On the other hand, it may just be that Pfister and his team have just made a vague and oblique and slightly confused film dealing with a black-and-white ideology instead. It's probably a great problem for Transcendence that it's come out only a few months after Her, another movie about the nature of AI and how human beings will come to terms with it, both as a society and in our personal relationships. However, Transcendence is a much more conservative and predictable movie than Her: it largely functions in a cautionary-tale mode, the usual old story of scientists interfering with things of which man was not meant to know, playing God, and so on (there's a fair bit of religious imagery in this film). It gives the human condition a privileged status and seems to default to the assumption that anything radically different from and more powerful than us is necessarily a threat. To be fair, the film does hedge its bets to a considerable degree come the climax – the human characters may just be acting out of an unjustified fear of the AI – but this seemed to me to just be trying to give the conclusion a little spurious depth.

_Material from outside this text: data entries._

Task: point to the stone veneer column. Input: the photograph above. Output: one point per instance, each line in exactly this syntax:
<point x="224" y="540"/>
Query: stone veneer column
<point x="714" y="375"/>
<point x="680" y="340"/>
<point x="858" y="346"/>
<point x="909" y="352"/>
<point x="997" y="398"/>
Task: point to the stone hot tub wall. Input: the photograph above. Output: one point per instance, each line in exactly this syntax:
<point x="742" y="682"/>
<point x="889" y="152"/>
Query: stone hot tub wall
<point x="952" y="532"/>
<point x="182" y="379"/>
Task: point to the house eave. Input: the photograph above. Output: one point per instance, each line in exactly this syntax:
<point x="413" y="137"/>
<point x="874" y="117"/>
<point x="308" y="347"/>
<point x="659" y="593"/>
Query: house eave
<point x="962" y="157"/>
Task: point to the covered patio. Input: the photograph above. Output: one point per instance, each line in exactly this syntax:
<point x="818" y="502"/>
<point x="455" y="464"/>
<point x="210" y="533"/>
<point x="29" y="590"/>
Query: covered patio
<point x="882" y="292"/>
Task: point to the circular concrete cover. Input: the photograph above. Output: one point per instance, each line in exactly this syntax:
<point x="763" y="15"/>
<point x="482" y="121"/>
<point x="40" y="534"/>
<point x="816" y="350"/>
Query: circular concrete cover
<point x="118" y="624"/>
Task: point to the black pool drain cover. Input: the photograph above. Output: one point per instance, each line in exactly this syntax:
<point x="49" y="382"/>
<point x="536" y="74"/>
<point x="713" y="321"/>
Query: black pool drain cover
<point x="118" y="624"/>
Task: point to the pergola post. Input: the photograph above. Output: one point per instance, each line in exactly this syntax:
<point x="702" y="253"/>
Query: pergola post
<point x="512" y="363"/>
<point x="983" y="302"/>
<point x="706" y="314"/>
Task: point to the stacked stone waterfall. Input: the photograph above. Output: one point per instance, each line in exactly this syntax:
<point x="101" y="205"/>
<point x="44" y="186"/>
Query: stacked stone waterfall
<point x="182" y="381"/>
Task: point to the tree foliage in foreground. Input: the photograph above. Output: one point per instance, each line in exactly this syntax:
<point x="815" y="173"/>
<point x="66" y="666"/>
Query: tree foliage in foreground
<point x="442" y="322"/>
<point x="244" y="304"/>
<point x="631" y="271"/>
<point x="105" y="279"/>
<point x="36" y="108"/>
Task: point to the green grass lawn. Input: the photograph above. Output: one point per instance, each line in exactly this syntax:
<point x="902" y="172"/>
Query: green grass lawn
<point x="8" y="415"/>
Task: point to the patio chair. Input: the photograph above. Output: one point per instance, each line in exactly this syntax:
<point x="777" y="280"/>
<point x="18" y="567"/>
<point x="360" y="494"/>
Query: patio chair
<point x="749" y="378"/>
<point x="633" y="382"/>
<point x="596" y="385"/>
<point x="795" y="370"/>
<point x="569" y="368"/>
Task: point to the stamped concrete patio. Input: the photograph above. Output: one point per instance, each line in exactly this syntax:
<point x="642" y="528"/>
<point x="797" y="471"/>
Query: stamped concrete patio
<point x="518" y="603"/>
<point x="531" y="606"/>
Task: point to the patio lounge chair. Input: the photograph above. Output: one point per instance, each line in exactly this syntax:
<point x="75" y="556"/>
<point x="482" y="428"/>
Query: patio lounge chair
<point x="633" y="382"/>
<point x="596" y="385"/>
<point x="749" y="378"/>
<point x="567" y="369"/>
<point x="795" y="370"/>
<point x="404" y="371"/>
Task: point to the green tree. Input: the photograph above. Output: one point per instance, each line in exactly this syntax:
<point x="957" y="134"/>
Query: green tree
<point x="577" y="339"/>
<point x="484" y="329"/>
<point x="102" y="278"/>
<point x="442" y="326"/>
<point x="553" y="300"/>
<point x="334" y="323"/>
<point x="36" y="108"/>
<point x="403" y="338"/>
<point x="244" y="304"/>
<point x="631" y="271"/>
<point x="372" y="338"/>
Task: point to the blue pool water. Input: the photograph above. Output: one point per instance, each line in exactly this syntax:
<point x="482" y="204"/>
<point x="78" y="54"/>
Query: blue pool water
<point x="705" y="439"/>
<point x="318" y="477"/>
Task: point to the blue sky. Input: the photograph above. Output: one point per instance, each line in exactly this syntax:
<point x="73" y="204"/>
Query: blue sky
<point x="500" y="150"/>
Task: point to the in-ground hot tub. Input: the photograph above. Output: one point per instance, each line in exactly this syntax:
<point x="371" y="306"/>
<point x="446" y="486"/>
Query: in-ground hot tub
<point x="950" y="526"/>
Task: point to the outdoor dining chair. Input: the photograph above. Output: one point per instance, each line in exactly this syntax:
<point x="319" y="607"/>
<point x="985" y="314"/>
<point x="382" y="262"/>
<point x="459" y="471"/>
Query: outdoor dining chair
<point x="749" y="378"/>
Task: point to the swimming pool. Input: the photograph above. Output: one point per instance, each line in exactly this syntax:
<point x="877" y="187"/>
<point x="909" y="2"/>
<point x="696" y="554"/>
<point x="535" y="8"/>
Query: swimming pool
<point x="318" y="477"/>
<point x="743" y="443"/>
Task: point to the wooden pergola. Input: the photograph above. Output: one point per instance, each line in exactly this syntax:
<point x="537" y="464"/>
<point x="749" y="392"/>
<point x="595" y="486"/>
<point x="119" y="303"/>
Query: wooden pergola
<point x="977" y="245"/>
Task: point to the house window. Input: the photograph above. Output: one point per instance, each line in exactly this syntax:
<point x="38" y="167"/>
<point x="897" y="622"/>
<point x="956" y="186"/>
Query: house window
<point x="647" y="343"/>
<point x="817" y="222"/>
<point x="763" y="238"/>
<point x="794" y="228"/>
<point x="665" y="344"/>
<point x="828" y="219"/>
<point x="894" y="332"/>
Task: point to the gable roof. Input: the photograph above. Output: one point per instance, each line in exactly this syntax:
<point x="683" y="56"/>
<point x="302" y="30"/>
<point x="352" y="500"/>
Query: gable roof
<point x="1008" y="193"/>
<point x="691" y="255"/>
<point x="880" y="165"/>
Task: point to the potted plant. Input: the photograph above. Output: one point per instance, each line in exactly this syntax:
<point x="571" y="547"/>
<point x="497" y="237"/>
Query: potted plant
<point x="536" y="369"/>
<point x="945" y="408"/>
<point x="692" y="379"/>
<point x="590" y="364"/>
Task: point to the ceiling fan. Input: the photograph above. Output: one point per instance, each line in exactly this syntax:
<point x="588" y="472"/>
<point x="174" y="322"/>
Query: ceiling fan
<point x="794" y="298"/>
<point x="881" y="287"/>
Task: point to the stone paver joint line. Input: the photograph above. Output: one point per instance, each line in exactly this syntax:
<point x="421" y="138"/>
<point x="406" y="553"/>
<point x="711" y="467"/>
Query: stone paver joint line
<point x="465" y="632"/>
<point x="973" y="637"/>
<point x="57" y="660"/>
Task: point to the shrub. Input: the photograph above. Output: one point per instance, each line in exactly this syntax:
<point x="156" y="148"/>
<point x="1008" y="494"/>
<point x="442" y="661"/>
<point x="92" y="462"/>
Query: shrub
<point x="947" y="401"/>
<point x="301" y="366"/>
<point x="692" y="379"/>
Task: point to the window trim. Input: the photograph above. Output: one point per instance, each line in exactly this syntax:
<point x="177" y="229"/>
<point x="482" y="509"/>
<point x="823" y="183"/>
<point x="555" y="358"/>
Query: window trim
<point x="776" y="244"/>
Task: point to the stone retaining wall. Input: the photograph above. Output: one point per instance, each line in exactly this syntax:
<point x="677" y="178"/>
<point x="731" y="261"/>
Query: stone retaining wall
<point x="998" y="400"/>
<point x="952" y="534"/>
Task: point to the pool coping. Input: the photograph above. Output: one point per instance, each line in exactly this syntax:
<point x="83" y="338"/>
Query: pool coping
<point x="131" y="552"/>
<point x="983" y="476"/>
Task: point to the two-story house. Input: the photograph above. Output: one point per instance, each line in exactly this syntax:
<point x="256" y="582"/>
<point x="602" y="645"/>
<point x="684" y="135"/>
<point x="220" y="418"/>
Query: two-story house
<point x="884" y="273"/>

Wally Pfister is a brilliant cinematographer and long-time collaborator with Christopher Nolan, whom I was not surprised to find credited as an executive producer on Transcendence. However, this doesn't have the clarity of ideas, the narrative drive, or indeed the sheer innovation of any of Nolan's own movies. The near-total humourlessness of the film is a problem, and none of the actors really seem capable of bringing their characters completely to life (it increasingly seems to me that when Johnny Depp isn't in camp overdrive mode, he just comes across as slightly stoned all the time), but the main problems with the film come from the storytelling issues I mentioned above. It has a whole bunch of ideas and themes it wants to deal with, but it can't quite build a story just from them alone, and the inclusion of more traditional action-SF elements doesn't work. This is an interesting film, and a curious attempt at a 70s-style intelligent-SF movie four decades on – but it simply isn't close to being completely satisfying as a story.